AmbiSense UHF RFID Benchmark Dataset for Location Fingerprinting and Robotic Self-Localization

Artur Koch, Philipp Vorst

On this page we provide the experimental data used in the paper submitted as

[1] Philipp Vorst, Artur Koch, and Andreas Zell. Efficient self-adjusting, similarity-based location fingerprinting with passive UHF RFID. In IEEE International Conference on RFID-Technology and Applications (RFID-TA2011), pages 160--167, Sitges, Barcelona, Spain, September 15-16 2011. IEEE. [ DOI | details | pdf ]
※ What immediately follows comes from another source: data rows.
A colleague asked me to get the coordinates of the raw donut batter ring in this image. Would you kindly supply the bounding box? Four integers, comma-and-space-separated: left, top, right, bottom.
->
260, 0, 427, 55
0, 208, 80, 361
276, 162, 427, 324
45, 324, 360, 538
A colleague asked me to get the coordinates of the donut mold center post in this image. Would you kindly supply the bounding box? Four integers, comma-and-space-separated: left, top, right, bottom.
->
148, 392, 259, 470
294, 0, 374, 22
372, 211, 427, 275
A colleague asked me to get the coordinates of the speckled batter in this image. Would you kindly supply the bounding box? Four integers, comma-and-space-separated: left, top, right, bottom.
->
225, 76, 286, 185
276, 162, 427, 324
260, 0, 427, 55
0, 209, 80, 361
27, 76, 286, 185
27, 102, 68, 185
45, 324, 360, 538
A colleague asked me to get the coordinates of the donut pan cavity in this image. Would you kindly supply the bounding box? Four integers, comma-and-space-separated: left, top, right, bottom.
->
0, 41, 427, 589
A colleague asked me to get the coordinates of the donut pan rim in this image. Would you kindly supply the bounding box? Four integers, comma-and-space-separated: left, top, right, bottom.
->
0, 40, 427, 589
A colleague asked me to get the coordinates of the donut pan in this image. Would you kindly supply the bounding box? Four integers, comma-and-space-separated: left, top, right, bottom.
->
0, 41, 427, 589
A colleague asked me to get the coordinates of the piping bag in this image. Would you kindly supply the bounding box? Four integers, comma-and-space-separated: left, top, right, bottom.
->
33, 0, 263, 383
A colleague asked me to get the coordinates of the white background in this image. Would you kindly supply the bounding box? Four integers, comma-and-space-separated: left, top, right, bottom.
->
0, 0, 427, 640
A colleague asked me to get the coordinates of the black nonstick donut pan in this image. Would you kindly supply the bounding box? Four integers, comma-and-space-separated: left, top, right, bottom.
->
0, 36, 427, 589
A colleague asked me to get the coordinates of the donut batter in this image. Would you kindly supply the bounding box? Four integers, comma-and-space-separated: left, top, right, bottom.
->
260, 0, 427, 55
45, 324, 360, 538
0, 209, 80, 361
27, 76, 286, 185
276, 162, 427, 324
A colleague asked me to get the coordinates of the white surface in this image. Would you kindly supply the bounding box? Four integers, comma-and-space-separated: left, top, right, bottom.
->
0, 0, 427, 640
The datasets can serve as benchmarks and experimental data for location fingerprinting using passive UHF RFID. The setup is based on two types of RFID readers mounted on a mobile robot. Stationary passive RFID tags were placed along the sides of corridors through which the robot traveled while recording the RFID log files. First, the datasets contain measurements of two types of UHF RFID readers which comply with the standards ISO/IEC 18000-6C / EPC Class 1 Generation 2. Second, each measurement is annotated with its recording position, based on laser-based Monte Carlo localization with a mean accuracy of better than 10 cm. Odometry (measured displacement) as provided by the robot's base are additionally provided in the logs.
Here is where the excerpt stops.